The death of Georges Baumann could be traced back to one man, Obrecht believed. It was set in motion by a direct order from the prisoner in the interrogation room. “For four years, he made thousands of innocent people suffer,” Obrecht said, and the inspectors had no reason to doubt him. The war had been over for nearly a year and fresh horrors were still being unearthed in mass graves and killing fields and concentration camps across Europe. There was more than enough guilt to go around.

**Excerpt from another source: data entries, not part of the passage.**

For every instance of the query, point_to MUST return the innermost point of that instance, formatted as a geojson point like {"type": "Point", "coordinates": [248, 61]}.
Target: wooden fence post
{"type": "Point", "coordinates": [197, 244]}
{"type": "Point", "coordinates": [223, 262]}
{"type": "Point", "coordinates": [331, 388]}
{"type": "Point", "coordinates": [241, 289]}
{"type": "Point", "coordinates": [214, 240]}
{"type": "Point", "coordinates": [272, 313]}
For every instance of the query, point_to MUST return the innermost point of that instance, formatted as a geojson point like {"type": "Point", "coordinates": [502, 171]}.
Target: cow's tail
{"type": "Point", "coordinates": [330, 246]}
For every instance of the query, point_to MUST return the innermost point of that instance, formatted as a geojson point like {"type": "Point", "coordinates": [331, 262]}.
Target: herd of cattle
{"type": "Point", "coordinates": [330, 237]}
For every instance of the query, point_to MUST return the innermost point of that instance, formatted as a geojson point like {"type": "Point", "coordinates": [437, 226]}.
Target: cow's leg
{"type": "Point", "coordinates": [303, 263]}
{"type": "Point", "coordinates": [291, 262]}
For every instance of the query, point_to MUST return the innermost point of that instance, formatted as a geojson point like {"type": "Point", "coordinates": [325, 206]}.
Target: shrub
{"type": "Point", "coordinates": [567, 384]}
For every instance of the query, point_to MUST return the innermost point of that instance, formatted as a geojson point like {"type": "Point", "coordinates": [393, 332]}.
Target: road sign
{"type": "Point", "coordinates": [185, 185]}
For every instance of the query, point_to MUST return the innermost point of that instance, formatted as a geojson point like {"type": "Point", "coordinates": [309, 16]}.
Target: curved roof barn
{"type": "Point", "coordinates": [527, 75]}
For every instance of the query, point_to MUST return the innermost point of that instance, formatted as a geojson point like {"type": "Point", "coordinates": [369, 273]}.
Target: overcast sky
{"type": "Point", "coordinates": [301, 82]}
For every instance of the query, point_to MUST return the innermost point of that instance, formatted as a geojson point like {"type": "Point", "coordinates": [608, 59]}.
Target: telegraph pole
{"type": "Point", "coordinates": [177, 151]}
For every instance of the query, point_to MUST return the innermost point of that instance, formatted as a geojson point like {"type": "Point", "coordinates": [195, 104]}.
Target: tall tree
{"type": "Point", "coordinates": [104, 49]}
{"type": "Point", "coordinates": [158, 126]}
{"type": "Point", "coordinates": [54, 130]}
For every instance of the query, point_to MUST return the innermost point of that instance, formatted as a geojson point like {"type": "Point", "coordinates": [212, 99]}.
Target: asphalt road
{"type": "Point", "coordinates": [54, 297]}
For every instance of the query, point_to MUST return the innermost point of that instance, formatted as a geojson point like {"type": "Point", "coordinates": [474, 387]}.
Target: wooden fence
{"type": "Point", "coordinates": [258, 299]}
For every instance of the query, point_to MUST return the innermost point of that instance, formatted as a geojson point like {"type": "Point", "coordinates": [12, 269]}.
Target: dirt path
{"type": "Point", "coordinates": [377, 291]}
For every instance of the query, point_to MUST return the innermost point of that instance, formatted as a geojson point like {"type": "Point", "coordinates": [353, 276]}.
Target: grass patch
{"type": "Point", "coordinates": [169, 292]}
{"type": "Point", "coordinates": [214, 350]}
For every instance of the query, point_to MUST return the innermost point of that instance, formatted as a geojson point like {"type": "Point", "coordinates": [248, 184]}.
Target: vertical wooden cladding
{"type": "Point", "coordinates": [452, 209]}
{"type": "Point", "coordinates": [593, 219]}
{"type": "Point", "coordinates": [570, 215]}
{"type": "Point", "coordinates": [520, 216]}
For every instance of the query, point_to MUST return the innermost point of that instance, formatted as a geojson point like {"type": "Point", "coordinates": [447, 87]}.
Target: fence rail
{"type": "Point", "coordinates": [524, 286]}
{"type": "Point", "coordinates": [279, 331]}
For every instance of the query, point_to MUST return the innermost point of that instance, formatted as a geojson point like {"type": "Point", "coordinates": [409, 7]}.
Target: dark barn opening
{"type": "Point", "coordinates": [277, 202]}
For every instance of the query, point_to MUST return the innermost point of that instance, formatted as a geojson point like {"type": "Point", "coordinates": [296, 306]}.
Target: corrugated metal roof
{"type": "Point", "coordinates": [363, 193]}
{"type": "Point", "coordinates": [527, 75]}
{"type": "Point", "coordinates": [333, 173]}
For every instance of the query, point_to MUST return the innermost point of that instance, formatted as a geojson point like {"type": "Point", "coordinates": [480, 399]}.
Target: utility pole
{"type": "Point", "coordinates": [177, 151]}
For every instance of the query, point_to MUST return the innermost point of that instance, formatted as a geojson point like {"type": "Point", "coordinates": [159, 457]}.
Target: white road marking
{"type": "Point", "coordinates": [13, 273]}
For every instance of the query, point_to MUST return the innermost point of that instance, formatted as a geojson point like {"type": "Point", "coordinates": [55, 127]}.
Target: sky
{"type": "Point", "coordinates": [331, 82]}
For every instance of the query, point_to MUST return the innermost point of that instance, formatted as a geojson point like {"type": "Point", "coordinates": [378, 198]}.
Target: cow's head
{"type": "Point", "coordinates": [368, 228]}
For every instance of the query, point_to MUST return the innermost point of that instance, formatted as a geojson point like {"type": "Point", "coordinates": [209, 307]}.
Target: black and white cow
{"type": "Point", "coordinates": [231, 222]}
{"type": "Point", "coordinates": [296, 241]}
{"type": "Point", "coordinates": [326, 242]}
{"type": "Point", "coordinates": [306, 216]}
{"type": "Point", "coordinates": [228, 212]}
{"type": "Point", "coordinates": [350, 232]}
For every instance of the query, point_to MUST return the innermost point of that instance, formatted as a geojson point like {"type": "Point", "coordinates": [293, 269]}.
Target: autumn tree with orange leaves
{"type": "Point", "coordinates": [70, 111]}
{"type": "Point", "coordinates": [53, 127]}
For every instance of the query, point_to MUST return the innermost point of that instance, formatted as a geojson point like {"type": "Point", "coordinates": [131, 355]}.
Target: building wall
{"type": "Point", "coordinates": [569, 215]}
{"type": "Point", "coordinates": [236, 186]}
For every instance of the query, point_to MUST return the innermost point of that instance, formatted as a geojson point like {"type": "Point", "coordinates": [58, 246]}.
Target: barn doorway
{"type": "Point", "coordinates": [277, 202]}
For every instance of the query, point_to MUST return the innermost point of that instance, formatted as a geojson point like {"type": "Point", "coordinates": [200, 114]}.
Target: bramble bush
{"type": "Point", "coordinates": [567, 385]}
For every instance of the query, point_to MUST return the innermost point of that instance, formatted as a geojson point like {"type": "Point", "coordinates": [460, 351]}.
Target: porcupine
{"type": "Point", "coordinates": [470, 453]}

Yet the inspectors had also heard rumors of a different sort. There was talk that this gaunt, bespectacled bureaucrat—this “perfect Nazi,” as some people described him—was the opposite of what Obrecht claimed. That far from terrorizing two villages, he had shielded them from the worst Nazi excesses during the occupation. That without him many more might have died. It was an unlikely story. But in those days of furious judgment, justice could be hard to tell from self-justification, and purity was often code for revenge.
The inspectors would look into the matter. In the meantime, the case would be remanded to the military court in Mulhouse, and the prisoner—my grandfather, Karl Gönner, forty-seven years old and a father of four, one of them my mother—would be sent to solitary confinement in Strasbourg. To await judgment in the Citadel, the seventeenth-century fortress along the River Ill, where the worst German war criminals in Alsace were kept.